For over 50 years, American author Frank Herbert's best-selling science-fiction novel Dune was a puzzle no one in show business seemed able to solve.

Dune: Prophecy series faced the pitiless terrain of adapting anything Dune

Published in 1965, the book had inspired a shelf full of sequels and prequels - along with scores of imitators - yet it defied every attempt to turn it into a blockbuster film or TV series.

In the 1970s, beloved Chilean-French avant-garde filmmaker Alejandro Jodorowsky spent two years and millions of dollars developing a movie and never shot a single frame.

America's David Lynch tried next, but the resulting film, released in 1984, was a personal and box-office catastrophe.

The story's vastness and exoticism proved as perilous to storytellers as the fictional planet Arrakis, whose hostile deserts inspired the franchise's name.

When the HBO series Dune: Prophecy was announced in 2019, its prospects seemed just as murky.

Indeed, the production struggled to find its footing. By the premiere on Max on Nov 19, it will have seen four showrunners, three lead directors and high-level cast changes - not to mention a pandemic and two crippling industry strikes.

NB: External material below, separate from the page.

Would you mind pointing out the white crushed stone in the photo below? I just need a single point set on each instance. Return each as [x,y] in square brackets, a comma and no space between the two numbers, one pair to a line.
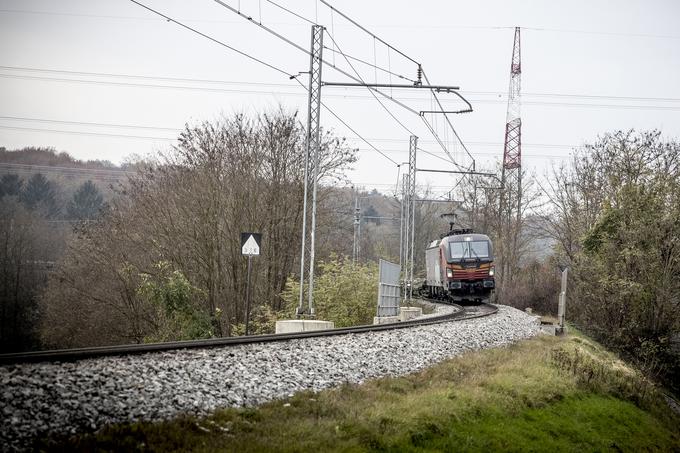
[80,396]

But then in 2021, French-Canadian filmmaker Denis Villeneuve, who was set to direct the pilot, released Part 1 of his two-part adaptation of Dune. Critics were ecstatic, and the film grossed over US$400 million (S$532 million) worldwide.

Suddenly, a Dune franchise looked viable. Villeneuve's team had offered a blueprint for other creators to work from - tonally, aesthetically and narratively. The studios behind the film, Legendary and Warner (which owns HBO), are also behind the series.

Perhaps more important, there was now a huge audience that had never read Herbert's famously dense novels, but had become invested in the story and characters.